Pundits stress necessity of wastewater treatment, pricing schemes

By Johanna Montanari - Aug 08,2019 - Last updated at Aug 08,2019

In this undated photo, an aerial view of the King Talal Dam in Jerash, some 50km north of Amman, can be seen (Photo by Amjad Ghsoun)

AMMAN — Jordan is among 17 countries facing “extremely high” levels of baseline water stress, where irrigated agriculture, industries and municipalities withdraw more than 80 per cent of their available supply on average every year, a recently published report said.

Water withdrawals have more than doubled globally since the 1960s due to growing demand which “shows no signs of slowing down”, a report on global water developments published on Tuesday by the World Resources Institute (WRI) said.

The WRI, a global research organisation that spans more than 60 countries with a main office in Washington, DC, gives the example of reservoirs in Chennai, India’s sixth-largest city, which are nearly dry, adding: “We’re seeing more and more communities facing their own ‘Day Zeros’ and other crises.”

Omar Shoshan, chairman of the Jordan Environmental Union, which represents 10 environmental NGOs, confirms this in regards to Jordan, which is ranked the fifth most water-stressed country in the world by the WRI. 

“We are very close to Day Zero,” he told The Jordan Times.

Despite the high amount of rain the Kingdom witnessed earlier this year, the situation is a lot worse than expected, he said.

WRI produces national and sub-national estimates of water stress to “help decision makers better understand exposure to water challenges”. 

Water does “not follow boundaries set by humans”, the report said, noting that for this reason, most water-related information is collected at a watershed or sub-watershed scale, the institute said.
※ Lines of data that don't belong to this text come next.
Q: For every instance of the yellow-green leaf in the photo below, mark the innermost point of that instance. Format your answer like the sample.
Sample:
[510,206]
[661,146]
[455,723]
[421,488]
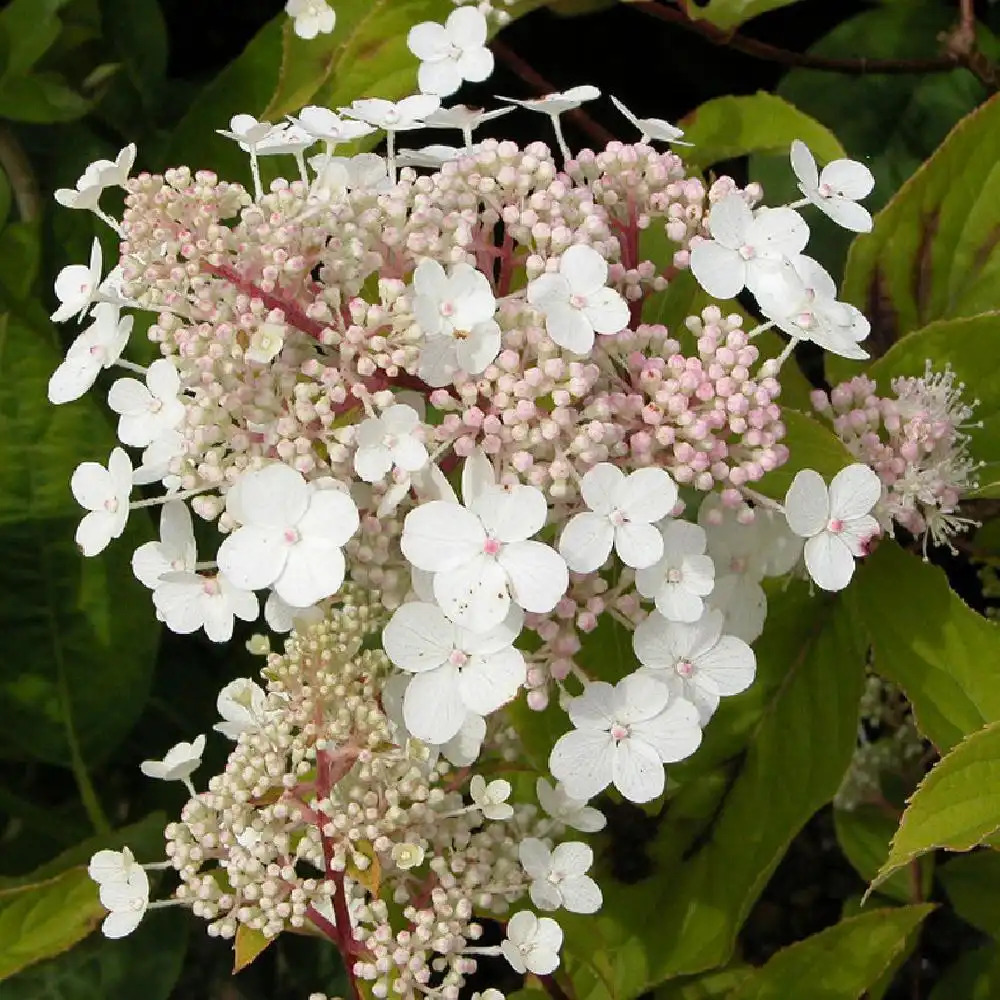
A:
[41,920]
[955,807]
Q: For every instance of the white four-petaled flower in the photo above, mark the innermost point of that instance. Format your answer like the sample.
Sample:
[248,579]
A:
[837,189]
[683,576]
[836,522]
[389,440]
[622,511]
[481,557]
[576,301]
[623,735]
[147,411]
[455,314]
[97,348]
[291,535]
[452,52]
[559,877]
[104,492]
[532,943]
[694,659]
[311,17]
[456,671]
[742,243]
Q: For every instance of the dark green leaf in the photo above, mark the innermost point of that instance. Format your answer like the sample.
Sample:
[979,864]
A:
[926,640]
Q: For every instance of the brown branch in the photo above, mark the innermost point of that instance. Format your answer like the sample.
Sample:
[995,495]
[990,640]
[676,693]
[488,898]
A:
[953,58]
[541,87]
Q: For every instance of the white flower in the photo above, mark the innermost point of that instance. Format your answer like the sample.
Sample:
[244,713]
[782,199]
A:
[431,157]
[126,902]
[455,314]
[99,175]
[837,189]
[175,552]
[97,348]
[624,735]
[283,617]
[532,943]
[481,558]
[576,302]
[457,672]
[188,601]
[110,867]
[491,798]
[741,242]
[451,52]
[565,809]
[241,703]
[179,763]
[622,511]
[266,342]
[801,298]
[291,536]
[684,575]
[76,286]
[557,103]
[695,659]
[104,492]
[836,522]
[147,411]
[389,440]
[322,123]
[312,17]
[559,877]
[652,128]
[407,856]
[394,116]
[464,118]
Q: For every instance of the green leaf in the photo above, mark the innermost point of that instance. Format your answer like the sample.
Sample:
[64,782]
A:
[146,964]
[730,127]
[795,747]
[929,642]
[41,920]
[138,33]
[955,807]
[83,628]
[935,250]
[839,963]
[864,835]
[811,445]
[731,13]
[42,98]
[972,883]
[891,122]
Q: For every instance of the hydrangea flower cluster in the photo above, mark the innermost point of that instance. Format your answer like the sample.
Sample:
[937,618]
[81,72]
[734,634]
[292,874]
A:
[442,447]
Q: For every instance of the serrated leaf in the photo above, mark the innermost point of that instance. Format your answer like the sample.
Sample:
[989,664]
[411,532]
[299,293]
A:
[729,14]
[934,252]
[729,127]
[249,943]
[929,642]
[839,963]
[955,807]
[44,919]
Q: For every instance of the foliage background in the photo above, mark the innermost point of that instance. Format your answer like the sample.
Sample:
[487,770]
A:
[90,686]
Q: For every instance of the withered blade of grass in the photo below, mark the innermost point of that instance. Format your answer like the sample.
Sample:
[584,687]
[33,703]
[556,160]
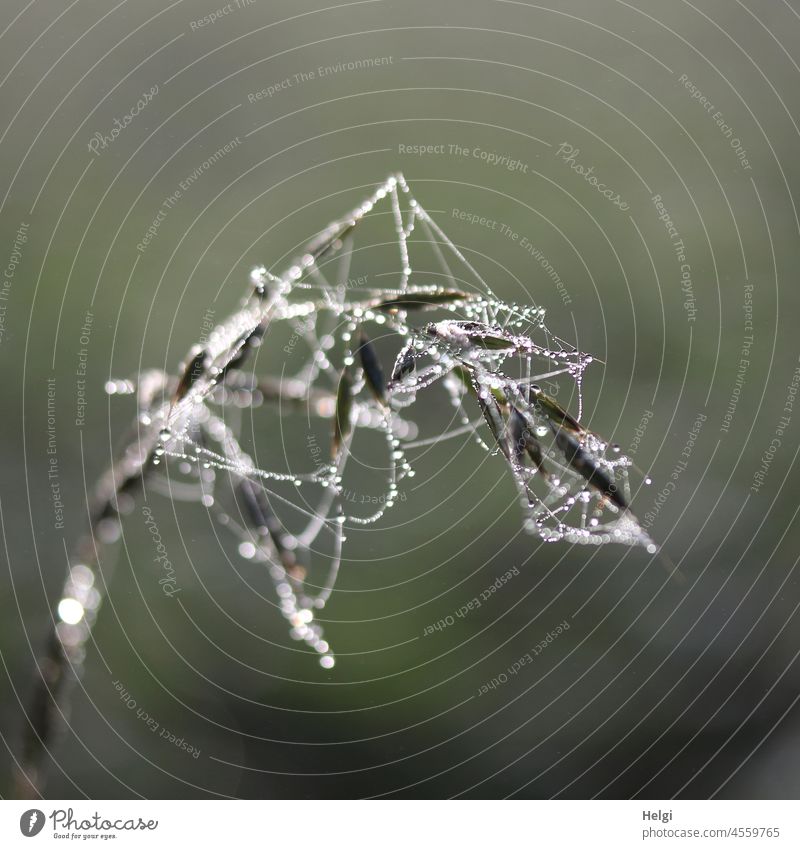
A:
[342,423]
[582,462]
[264,520]
[524,442]
[552,410]
[473,333]
[404,364]
[492,415]
[373,373]
[244,347]
[193,371]
[465,376]
[421,300]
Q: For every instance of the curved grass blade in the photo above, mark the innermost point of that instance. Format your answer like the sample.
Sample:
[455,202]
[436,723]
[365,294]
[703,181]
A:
[404,364]
[373,373]
[552,410]
[524,442]
[581,461]
[194,370]
[342,420]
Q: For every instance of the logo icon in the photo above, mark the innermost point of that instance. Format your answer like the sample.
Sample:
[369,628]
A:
[31,822]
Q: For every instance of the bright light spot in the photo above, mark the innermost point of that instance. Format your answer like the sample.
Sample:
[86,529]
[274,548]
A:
[247,550]
[70,611]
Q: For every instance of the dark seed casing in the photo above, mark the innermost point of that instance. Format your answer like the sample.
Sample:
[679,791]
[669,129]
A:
[373,373]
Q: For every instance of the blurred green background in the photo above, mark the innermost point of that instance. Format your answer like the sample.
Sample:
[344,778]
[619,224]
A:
[657,688]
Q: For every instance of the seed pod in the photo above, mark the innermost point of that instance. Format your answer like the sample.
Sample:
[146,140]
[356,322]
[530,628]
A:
[421,300]
[551,409]
[582,462]
[404,364]
[524,442]
[193,370]
[264,520]
[244,346]
[373,373]
[342,423]
[493,417]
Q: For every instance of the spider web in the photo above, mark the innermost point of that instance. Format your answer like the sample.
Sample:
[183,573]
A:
[447,331]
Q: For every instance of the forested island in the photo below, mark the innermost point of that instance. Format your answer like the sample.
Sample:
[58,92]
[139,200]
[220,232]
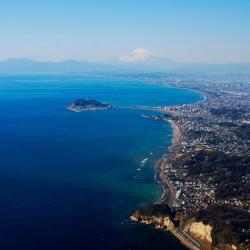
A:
[80,105]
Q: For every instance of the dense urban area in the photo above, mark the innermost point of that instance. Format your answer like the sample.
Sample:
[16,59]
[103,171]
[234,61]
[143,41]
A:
[206,175]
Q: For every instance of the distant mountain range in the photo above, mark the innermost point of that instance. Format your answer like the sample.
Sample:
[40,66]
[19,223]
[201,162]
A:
[151,64]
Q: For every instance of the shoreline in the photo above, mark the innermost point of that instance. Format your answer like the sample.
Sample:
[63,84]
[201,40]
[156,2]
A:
[169,193]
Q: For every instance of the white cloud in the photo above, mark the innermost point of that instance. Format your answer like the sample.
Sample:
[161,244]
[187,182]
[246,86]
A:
[139,54]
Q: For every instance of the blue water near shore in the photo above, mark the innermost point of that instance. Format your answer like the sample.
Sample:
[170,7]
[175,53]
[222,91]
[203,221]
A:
[71,180]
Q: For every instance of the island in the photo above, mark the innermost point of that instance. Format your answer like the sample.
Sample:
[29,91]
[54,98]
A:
[81,105]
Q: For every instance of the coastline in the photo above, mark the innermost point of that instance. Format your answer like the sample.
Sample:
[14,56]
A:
[169,192]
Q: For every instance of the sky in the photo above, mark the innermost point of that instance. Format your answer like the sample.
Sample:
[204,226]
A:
[209,31]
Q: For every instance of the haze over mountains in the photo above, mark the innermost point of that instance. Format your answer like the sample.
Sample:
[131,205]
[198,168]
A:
[150,64]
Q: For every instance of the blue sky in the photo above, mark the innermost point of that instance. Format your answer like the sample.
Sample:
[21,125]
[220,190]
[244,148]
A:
[183,30]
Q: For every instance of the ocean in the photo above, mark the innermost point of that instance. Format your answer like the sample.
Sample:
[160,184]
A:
[71,180]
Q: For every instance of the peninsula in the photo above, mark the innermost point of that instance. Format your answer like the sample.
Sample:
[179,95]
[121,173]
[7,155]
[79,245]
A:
[81,105]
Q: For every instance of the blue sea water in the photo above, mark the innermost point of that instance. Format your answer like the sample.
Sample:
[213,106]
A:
[70,180]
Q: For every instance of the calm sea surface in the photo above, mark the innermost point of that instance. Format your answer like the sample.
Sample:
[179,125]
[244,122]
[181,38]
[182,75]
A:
[71,180]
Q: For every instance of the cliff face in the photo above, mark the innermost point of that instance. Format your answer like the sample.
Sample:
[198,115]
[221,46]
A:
[158,221]
[201,233]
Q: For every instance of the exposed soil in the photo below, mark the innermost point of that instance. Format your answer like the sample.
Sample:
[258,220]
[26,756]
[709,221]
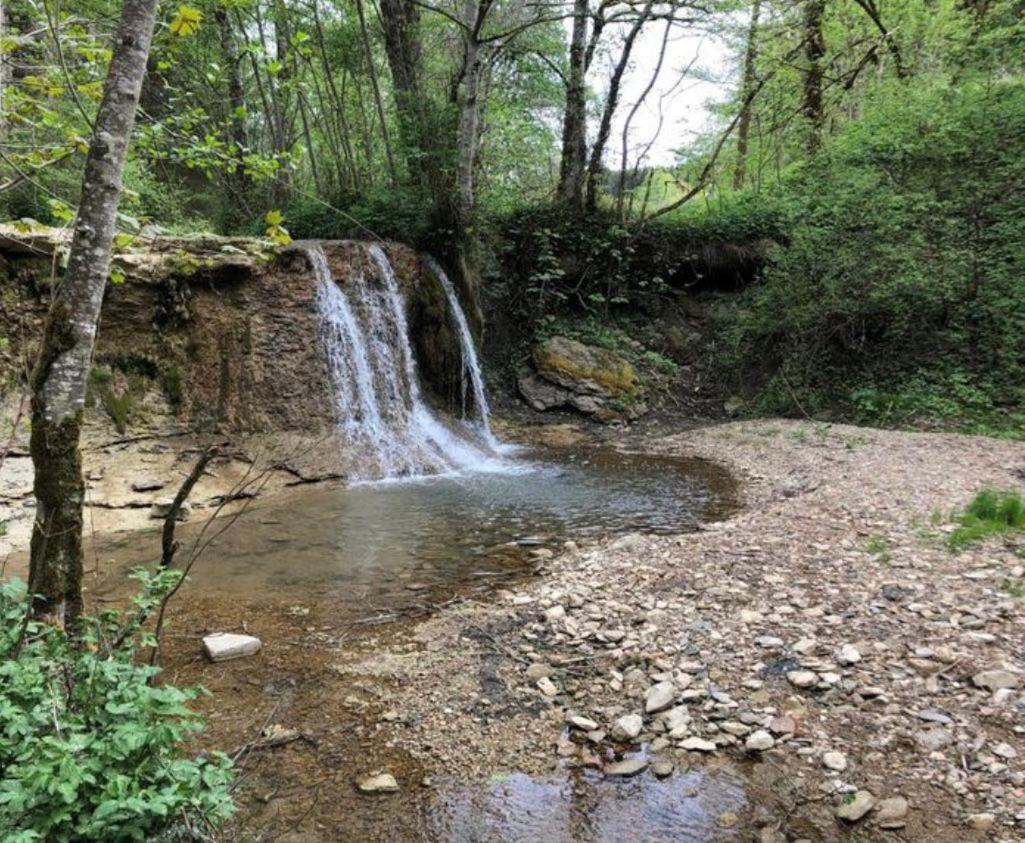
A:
[833,567]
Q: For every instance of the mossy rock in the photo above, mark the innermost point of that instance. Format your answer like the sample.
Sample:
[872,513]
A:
[586,369]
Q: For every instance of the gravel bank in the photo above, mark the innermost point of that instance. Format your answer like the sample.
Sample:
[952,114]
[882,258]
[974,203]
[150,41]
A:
[825,634]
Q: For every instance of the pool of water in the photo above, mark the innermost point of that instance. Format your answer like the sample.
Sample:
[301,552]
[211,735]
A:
[380,542]
[691,805]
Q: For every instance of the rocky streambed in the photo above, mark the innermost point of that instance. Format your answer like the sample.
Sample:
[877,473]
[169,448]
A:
[861,679]
[817,666]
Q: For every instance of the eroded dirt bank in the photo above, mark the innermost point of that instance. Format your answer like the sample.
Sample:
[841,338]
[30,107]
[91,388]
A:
[825,634]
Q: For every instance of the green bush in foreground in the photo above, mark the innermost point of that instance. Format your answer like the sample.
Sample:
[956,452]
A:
[990,513]
[89,750]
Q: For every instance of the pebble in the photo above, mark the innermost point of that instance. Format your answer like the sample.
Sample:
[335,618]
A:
[626,727]
[803,679]
[890,813]
[760,740]
[853,810]
[377,783]
[933,739]
[626,768]
[994,680]
[835,761]
[662,767]
[148,484]
[539,671]
[849,654]
[224,646]
[982,821]
[659,697]
[584,724]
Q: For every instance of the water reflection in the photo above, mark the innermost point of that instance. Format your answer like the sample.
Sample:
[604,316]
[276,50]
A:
[376,542]
[586,808]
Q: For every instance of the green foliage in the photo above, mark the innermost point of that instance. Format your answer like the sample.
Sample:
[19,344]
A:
[392,214]
[89,748]
[896,296]
[990,513]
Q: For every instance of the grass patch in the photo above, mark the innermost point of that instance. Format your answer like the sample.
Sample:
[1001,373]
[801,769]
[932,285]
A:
[990,513]
[878,547]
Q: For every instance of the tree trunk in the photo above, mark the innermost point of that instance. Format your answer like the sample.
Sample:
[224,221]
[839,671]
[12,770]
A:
[744,126]
[58,382]
[574,160]
[399,22]
[611,103]
[469,137]
[236,104]
[378,103]
[815,50]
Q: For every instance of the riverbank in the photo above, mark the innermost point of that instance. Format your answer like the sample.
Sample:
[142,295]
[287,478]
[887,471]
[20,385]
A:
[825,633]
[819,651]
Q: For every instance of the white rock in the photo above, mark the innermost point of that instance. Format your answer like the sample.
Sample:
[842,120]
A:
[803,679]
[994,680]
[698,745]
[546,686]
[377,783]
[855,809]
[659,697]
[556,613]
[834,761]
[224,646]
[760,740]
[982,821]
[585,724]
[626,727]
[626,768]
[849,654]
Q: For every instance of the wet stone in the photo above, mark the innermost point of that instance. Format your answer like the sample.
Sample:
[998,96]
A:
[377,783]
[856,807]
[626,768]
[659,697]
[890,813]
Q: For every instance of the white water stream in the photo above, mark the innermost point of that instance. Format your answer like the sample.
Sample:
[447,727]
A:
[379,406]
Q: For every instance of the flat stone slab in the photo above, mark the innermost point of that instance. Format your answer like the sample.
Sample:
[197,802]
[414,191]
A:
[224,646]
[377,783]
[626,768]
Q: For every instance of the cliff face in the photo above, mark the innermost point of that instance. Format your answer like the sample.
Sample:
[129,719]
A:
[215,333]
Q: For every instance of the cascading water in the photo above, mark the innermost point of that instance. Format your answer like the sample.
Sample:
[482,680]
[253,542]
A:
[470,363]
[379,406]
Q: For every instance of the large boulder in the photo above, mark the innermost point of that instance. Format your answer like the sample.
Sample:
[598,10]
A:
[592,380]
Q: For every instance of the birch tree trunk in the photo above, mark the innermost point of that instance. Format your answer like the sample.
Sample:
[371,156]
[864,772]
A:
[611,104]
[58,380]
[815,50]
[744,125]
[574,160]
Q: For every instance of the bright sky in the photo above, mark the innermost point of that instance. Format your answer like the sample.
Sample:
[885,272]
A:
[684,103]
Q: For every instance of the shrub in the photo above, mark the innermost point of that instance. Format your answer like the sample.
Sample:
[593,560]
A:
[897,296]
[89,749]
[990,513]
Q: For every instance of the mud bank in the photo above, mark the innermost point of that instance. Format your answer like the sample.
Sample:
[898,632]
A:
[824,641]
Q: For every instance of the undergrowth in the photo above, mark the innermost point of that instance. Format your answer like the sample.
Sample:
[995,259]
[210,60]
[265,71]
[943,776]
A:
[990,513]
[90,748]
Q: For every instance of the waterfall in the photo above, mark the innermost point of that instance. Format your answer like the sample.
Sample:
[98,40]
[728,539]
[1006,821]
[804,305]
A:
[470,363]
[379,407]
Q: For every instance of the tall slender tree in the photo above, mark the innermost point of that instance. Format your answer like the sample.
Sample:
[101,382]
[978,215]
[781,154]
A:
[58,380]
[746,86]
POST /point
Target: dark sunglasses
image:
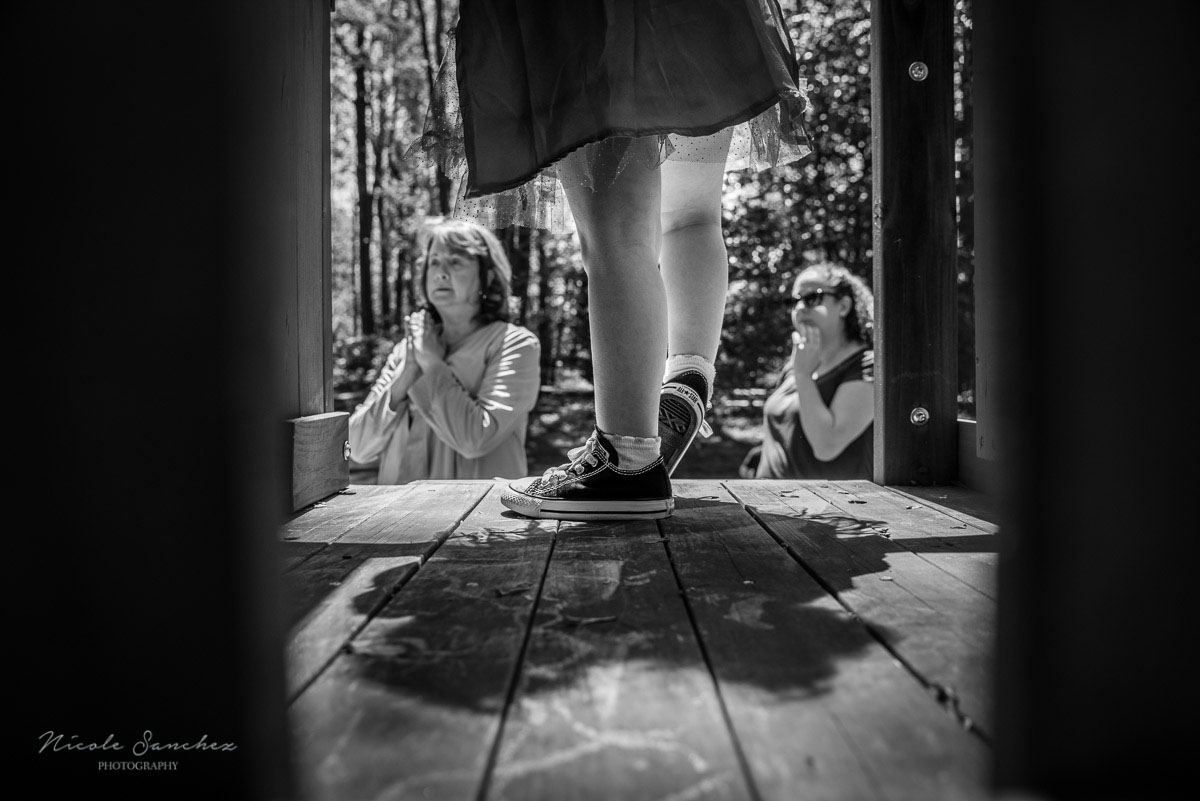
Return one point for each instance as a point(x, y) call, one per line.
point(814, 297)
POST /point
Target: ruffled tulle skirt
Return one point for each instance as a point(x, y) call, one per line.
point(534, 80)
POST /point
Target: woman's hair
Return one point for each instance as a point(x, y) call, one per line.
point(861, 320)
point(495, 271)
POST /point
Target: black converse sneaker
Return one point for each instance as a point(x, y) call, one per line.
point(593, 487)
point(682, 415)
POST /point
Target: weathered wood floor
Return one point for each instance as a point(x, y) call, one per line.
point(775, 640)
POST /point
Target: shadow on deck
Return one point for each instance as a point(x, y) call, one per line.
point(769, 640)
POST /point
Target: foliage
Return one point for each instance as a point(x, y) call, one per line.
point(775, 221)
point(358, 361)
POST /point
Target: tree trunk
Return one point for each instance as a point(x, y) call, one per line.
point(433, 54)
point(366, 215)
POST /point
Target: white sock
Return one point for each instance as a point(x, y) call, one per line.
point(635, 452)
point(684, 362)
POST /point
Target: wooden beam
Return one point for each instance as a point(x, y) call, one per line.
point(912, 142)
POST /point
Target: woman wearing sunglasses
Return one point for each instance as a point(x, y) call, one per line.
point(817, 423)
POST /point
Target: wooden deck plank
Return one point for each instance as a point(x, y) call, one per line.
point(307, 531)
point(413, 708)
point(821, 709)
point(928, 615)
point(972, 504)
point(963, 546)
point(385, 524)
point(336, 591)
point(615, 699)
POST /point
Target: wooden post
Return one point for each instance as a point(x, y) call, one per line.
point(317, 433)
point(1095, 696)
point(163, 236)
point(916, 315)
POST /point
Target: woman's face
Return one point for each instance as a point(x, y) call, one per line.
point(451, 282)
point(816, 303)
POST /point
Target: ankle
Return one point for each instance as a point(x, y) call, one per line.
point(693, 371)
point(635, 452)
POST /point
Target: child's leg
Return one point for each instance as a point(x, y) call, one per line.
point(618, 227)
point(695, 270)
point(694, 260)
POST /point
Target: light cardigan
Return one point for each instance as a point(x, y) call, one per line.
point(462, 419)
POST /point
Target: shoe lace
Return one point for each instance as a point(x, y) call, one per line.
point(582, 458)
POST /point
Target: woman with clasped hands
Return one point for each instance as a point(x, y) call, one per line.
point(817, 423)
point(455, 395)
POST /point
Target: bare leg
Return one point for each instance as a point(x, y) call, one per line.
point(618, 226)
point(694, 259)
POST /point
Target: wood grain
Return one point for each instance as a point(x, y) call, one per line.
point(615, 699)
point(340, 589)
point(915, 262)
point(319, 467)
point(413, 706)
point(822, 710)
point(939, 624)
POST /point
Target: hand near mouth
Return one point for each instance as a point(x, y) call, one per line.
point(425, 338)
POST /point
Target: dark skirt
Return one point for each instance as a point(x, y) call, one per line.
point(537, 79)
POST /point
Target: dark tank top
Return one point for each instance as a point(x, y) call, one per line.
point(786, 452)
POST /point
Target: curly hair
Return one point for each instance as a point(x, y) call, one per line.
point(495, 271)
point(861, 320)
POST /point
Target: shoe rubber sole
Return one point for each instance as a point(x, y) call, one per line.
point(565, 510)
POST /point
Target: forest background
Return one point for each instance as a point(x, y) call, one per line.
point(385, 55)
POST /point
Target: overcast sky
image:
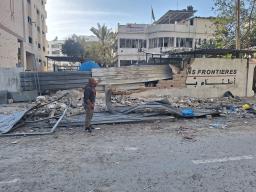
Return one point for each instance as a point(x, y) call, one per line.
point(66, 17)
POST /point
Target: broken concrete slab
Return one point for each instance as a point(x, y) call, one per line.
point(24, 96)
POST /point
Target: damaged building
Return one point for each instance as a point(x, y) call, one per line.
point(175, 30)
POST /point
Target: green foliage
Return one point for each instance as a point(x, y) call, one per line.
point(105, 49)
point(72, 47)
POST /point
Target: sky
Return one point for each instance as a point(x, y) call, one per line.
point(65, 17)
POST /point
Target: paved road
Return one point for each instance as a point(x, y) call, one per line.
point(131, 158)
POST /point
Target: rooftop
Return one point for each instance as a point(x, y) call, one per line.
point(173, 16)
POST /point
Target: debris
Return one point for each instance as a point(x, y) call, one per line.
point(14, 142)
point(228, 94)
point(246, 106)
point(188, 112)
point(187, 133)
point(218, 126)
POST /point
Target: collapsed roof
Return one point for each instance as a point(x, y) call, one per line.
point(173, 16)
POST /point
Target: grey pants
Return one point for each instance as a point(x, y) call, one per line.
point(88, 117)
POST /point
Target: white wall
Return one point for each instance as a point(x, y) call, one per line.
point(8, 50)
point(9, 79)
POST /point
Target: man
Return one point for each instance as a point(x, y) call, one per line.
point(89, 103)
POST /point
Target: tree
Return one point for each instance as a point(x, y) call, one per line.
point(72, 47)
point(226, 23)
point(107, 45)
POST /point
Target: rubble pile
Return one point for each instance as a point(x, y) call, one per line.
point(227, 106)
point(124, 100)
point(55, 104)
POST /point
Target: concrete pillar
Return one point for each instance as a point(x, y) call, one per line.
point(23, 55)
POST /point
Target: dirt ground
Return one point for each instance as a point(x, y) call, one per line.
point(130, 157)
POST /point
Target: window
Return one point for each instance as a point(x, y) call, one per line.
point(29, 20)
point(142, 43)
point(122, 43)
point(30, 40)
point(189, 43)
point(160, 42)
point(125, 62)
point(133, 43)
point(191, 21)
point(57, 52)
point(171, 42)
point(166, 42)
point(184, 42)
point(54, 46)
point(155, 42)
point(128, 43)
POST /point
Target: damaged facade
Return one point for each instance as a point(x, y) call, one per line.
point(176, 30)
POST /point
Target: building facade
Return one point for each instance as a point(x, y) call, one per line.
point(23, 31)
point(174, 31)
point(55, 48)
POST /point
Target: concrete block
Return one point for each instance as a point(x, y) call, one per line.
point(3, 97)
point(24, 96)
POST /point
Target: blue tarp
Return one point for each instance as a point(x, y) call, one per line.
point(88, 65)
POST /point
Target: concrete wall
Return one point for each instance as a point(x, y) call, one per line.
point(11, 16)
point(8, 50)
point(9, 79)
point(19, 21)
point(212, 77)
point(201, 29)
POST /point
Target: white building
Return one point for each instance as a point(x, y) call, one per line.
point(176, 30)
point(23, 34)
point(55, 48)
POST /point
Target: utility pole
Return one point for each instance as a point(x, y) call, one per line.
point(238, 32)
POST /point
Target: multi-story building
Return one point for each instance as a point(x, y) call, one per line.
point(23, 34)
point(55, 50)
point(176, 30)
“Yet, the policy decisions required to reverse water stress — like setting withdrawal caps, encouraging wastewater treatment and establishing pricing schemes — primarily take place at an administrative scale, such as at a country, state or provincial level,” the institute said.

Twelve out of the 17 most water-stressed countries are in the Middle East and North Africa (MENA) region, according to the institute.

“The region is hot and dry, so water supply is low to begin with, but growing demands have pushed countries further into extreme stress”, the WRI article read.

“The World Bank found that this region has the greatest expected economic losses from climate-related water scarcity, estimated to reach 6-14 per cent of GDP by 2050,” it added.

For Shoshan, growing demand, especially due to the influx of refugees, is an important factor policies need to consider.

“There should be a reshaping of the water management strategy that takes the unstable political situation of the region into account,” he said.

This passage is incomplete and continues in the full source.